This article develops my previous discussion on the Lord’s Supper. In the first article we examined why many believers have come to view communion as a means of receiving physical healing or divine power for long life, particularly tied to ‘discerning the body’. By studying both the text and context of 1 Corinthians 11, I argued that this isn’t what Paul meant. In this article we’re going to turn our attention to another prevalent misunderstanding of communion: treating it as a kind of spiritual charm or superstition.
Communion has been turned into a means of protection from evil and accidents.
Similarly to the erroneous and unbiblical idea that discerning the body brings healing, in many circles communion has been turned into a means of protection from evil and accidents. Communion has also been bound up with the notion of “breakthrough,” explaining why communion is so often a part of “crossover nights.” We’re even starting to see individuals ‘taking communion’ alone, before a job interview, exam, or some other important event. They do this convinced that communion guarantees success.

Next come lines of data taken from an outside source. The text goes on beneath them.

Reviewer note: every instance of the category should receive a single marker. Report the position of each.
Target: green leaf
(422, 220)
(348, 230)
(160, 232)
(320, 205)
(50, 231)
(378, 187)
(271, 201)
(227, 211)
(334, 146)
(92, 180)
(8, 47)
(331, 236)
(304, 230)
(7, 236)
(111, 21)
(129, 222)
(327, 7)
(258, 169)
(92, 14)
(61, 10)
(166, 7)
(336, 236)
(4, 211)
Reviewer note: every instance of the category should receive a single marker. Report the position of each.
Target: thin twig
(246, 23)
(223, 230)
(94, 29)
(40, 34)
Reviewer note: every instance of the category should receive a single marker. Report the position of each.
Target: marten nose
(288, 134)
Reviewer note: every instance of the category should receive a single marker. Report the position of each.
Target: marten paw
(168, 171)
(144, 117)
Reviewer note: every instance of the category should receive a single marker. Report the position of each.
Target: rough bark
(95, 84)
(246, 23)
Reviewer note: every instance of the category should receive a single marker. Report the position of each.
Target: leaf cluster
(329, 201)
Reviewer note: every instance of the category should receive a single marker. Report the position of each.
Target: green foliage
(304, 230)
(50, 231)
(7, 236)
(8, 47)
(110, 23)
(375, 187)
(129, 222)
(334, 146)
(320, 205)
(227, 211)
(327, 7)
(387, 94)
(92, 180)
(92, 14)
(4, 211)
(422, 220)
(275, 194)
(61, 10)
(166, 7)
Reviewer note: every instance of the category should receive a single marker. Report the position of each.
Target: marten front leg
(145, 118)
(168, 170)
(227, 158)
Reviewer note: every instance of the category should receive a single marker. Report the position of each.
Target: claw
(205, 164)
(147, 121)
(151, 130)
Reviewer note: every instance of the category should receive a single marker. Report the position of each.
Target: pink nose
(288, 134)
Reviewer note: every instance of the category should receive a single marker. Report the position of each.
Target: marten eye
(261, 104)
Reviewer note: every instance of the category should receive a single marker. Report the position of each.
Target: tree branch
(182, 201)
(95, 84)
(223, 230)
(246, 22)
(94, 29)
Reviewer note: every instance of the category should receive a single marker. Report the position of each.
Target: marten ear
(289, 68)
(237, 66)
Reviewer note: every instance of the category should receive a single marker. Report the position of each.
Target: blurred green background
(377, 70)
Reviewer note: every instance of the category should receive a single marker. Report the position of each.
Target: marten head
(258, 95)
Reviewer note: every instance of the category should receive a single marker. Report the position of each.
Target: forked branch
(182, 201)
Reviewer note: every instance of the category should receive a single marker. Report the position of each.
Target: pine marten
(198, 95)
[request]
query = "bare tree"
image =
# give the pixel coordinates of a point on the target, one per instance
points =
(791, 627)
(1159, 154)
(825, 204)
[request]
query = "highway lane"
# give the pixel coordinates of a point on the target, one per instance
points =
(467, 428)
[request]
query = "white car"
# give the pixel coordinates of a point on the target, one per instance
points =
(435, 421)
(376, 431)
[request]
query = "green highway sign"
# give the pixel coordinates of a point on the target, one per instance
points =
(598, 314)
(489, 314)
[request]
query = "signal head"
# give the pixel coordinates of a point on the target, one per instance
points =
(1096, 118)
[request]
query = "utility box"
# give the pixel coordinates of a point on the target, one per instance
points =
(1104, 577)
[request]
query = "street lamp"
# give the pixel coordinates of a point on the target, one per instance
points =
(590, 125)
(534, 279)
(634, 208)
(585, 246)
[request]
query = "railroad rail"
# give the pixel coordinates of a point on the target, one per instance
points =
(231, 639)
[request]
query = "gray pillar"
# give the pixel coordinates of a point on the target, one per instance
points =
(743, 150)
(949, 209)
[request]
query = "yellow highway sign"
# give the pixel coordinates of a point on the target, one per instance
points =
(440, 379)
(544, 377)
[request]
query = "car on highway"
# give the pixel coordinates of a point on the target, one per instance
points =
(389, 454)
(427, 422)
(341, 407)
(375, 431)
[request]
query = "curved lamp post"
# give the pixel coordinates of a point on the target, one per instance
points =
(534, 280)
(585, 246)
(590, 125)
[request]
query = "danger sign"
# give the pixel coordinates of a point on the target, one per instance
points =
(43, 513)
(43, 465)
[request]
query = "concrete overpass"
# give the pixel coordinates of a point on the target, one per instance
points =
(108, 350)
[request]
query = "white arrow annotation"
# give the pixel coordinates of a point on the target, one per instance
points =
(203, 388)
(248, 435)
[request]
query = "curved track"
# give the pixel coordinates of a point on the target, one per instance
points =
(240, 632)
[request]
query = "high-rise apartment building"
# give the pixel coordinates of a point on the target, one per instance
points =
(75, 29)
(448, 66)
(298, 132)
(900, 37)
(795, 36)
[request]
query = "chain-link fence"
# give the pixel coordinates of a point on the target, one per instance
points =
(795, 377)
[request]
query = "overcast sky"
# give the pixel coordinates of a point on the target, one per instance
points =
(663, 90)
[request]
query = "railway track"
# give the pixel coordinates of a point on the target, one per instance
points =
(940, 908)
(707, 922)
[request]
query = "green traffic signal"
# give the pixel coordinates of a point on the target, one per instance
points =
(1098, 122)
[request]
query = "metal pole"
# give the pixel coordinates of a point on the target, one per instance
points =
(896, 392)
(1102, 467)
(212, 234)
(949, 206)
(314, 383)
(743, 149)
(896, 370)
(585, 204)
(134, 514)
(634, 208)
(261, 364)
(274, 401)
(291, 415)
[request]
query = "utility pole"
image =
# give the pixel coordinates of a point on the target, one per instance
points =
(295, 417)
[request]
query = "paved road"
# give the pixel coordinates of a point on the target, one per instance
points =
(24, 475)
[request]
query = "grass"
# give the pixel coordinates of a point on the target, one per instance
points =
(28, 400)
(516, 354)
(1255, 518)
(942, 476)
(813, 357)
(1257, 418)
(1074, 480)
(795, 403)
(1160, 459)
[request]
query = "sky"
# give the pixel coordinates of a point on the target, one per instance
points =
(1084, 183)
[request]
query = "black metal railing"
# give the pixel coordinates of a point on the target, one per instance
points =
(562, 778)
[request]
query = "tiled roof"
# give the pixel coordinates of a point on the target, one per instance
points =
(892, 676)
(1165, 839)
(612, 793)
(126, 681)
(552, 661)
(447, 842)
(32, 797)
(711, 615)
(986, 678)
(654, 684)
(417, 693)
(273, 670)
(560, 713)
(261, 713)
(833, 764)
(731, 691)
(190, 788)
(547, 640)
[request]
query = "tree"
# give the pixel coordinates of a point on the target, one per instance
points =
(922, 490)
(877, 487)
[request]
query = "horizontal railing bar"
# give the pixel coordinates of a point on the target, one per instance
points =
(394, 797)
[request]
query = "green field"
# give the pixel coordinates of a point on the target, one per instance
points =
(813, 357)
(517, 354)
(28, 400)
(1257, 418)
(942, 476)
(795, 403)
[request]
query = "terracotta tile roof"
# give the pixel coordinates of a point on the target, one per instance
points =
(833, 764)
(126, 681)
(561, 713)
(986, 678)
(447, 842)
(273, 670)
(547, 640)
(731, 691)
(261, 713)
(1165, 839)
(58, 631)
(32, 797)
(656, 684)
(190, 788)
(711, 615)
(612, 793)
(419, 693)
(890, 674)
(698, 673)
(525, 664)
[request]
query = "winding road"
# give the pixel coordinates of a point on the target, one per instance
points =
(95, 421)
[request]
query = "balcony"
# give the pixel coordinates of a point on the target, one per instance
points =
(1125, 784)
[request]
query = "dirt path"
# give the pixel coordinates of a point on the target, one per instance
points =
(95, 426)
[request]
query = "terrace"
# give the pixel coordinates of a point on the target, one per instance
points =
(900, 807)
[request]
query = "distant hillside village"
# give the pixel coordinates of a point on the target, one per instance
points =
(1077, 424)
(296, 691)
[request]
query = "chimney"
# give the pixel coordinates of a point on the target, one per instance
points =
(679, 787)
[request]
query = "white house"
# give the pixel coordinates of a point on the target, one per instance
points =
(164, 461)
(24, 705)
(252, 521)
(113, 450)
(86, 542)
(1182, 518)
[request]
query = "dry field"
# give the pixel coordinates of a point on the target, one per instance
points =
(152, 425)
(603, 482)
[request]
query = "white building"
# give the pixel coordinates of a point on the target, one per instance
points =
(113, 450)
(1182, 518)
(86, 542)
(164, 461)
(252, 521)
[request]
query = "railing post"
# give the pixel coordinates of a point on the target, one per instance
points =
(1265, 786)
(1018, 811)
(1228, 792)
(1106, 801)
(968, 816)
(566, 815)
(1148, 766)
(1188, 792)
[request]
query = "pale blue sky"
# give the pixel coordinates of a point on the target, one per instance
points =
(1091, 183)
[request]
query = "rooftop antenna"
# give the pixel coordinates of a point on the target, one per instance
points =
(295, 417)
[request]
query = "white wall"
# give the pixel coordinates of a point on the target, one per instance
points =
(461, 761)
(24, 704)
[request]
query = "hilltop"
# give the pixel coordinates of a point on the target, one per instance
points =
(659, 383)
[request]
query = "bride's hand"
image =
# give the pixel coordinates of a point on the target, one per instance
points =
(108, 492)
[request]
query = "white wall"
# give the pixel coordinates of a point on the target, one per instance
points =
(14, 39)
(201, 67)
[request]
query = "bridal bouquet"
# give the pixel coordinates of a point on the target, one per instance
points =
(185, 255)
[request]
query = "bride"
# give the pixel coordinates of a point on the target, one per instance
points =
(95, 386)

How Superstition Mishandles Communion
Such a superstitious approach to communion echoes patterns we know well in our African traditions. In many of our traditions, people have long relied on rituals, incantations, objects, or substances to secure protection from harm or to attract blessings. It’s easy, then, for communion to be pulled into that same mindset of superstition. Without realising it, the bread and cup are made to serve as a Christianised version of old practices, where God’s will is treated as something we can manipulate through a ritual.
African people have long relied on rituals or objects to secure protection from harm and attract blessings.
The real danger is that something Jesus gave us as a beautiful gift—a meal to honour his sacrificial love and the covenant he secured for us with his blood—gets reduced to a formula. Instead of drawing our hearts to Christ in worship, it becomes a tool we use to try to get something we want. And when the hoped-for healing, protection, or breakthrough doesn’t come, the result is often confusion and disappointment. Some begin to wonder if their faith is weak, if they didn’t partake the “right way,” or even if God has failed them.
But that’s not what the Lord’s Supper was ever meant to do.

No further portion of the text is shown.